Tango, which has hosted such names as Richard Branson, celebrities Katy Perry, Brad Pitt and Justin Bieber, as well as the King of Norway, the CEO of Chanel and the manager of Manchester United, Jose Mourinho, is among the first clients to receive one of ASX-listed VEEM’s game changing gyrostabilisers, designed for the large boat market.

These patented stabilisers significantly reduce “roll” during sail, increasing safety, reducing seasickness and generally making the journey much smoother and more pleasant.

“The super yachts, the workboats, ferries, patrol boats – from 100 tons to 3,000 tons — that market is massive and upwards of a $1billion-a-year market for us,” Managing Director Mark Miocevich says.

“Our first sales have been in the super yacht area. They are early adopters and having a new technology that performs better is something that they are very likely to move toward.”

VEEM, founded in 1968, has already had long success revolutionising the manufacture of propellers with the use of advanced manufacturing techniques to make them faster, smoother, quieter and easier to maintain and replace.  The firm earns around half its turnover from exports, and also boasts significant defence work, with the Australian Submarine Corporation awarding VEEM the first of a new generation of partnering contracts for the Collins Class Submarine in 2014.

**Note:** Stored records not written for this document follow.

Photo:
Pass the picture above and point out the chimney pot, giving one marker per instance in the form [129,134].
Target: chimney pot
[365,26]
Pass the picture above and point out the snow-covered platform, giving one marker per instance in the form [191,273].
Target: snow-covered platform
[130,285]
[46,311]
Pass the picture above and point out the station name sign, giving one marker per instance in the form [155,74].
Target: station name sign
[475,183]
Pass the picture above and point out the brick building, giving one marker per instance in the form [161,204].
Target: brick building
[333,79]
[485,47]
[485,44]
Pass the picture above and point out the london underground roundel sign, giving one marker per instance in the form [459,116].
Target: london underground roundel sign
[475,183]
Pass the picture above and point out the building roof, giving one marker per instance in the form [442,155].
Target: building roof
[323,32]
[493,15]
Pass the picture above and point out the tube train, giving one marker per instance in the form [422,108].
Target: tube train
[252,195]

VEEM manufactures its sophisticated castings in Australia to best manage the complexity.

The firm, which listed on the ASX in October, uses patented, robotic processes to make casting moulds, enabling VEEM to manufacture any shape of propeller simply by selecting the program and eliminating the need for traditional wood patterns for propeller castings — a major cost saving and innovation.

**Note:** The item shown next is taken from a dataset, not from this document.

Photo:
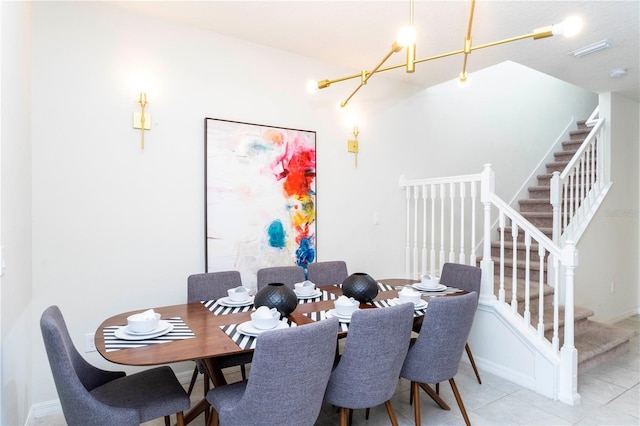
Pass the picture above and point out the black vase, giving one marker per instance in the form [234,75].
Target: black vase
[276,295]
[361,287]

“We have the most advanced propeller manufacturing facilities in the world. It is absolute state-of-the-art,” Mr Miocevich says, adding that VEEM also fully machines every millimetre of the propeller surface using computer numerically controlled (CNC) machines.

“We have a factory full of them and they run 24 hours a day, lights off. So they are automatically run by a laser-operated robot forklift, which loads and unloads the machines by itself,” Mr Miocevich explains.

Being located in in Canning Vale, around 20 kilometres from Perth, is a benefit rather than a hindrance, he says, maintaining a lot of IP protection simply by being remote.

“Remoteness to market is actually quite valuable. Being based in Perth, Western Australia, being so far from anywhere, we tend to not have the cross-pollination of techniques to other companies. For example, in England there are three propeller manufacturers and their employees move from company to company, so any new technique they develop is lost very quickly.”

Modern transport also means long distances are not a huge percentage of the cost of the product in the way they used to be.

“This model of using high-technology, good IP protection, creating global market niche products is what Australia needs to look for to be successful in manufacturing. Australian manufacturing has to come back in a different form to what it was before and we believe the model that we have got represents that new thinking,” Mr Miocevich says. “I am optimistic if you have the right model.”

“That is where the cleverness is and that IP needs to be protected. So the critical components we manufacture and assemble here and then export from here. That seems to be the model that most people are using globally nowadays.”

The newly-released gyrostabilisers have been sold to vessel owners in New Zealand, the US, and The Netherlands, and there is interest from defence contractors to improve the operational performance of a patrol boat for activities such as launch and recovery of vessels, accuracy of weapons and safety and comfort of crew.

There is also potential around high-speed crew transfer vessels which may replace helicopters in ferrying crew from oil platforms to oil rigs.

“We are seeing interest from a number of sectors and the ramifications are very large. You still have the old ‘pitch and heave,’ so front and back you get movement, and up and down with the swell, but none of this rapid side-to-side roll that boats experience,” says Mr Miocevich.

“If the vessel is rolling significantly it is very unstable for human beings to walk around, and as you are loading it swings violently. We can also significantly reduce seasickness so that when people are working they are more efficient and more productive.”

VEEM looked around the world and developed a global supply chain very similar to some of the major players in the marine sector, such as Rolls-Royce Marine, modelling itself on the best and brightest in the industry.

Mr Miocevich says Australians are natural innovators who punch above their weight in the list of global inventions – everything from the electric drill to the black box recorder to Cochlear – perhaps because of our historical isolation.

“Getting things from overseas was difficult and time-consuming, so we’ve always had the philosophy [in Australia] that if we were repairing something and we couldn’t buy the part, we’d just make it. Many, many great Australian companies are exactly like that,” Mr Miocevich says

Mr Miocevich also says the government’s defence initiative was a “masterstroke” for local manufacturing, because unlike the auto industry many of the contractors are Australian-owned companies.

“What we are doing now is developing a whole raft of SMEs and larger companies that are Australian companies – and that is developing a wide range of skills and businesses in this country which I think provides a much stronger future, and you can export a lot more because of it,” he says.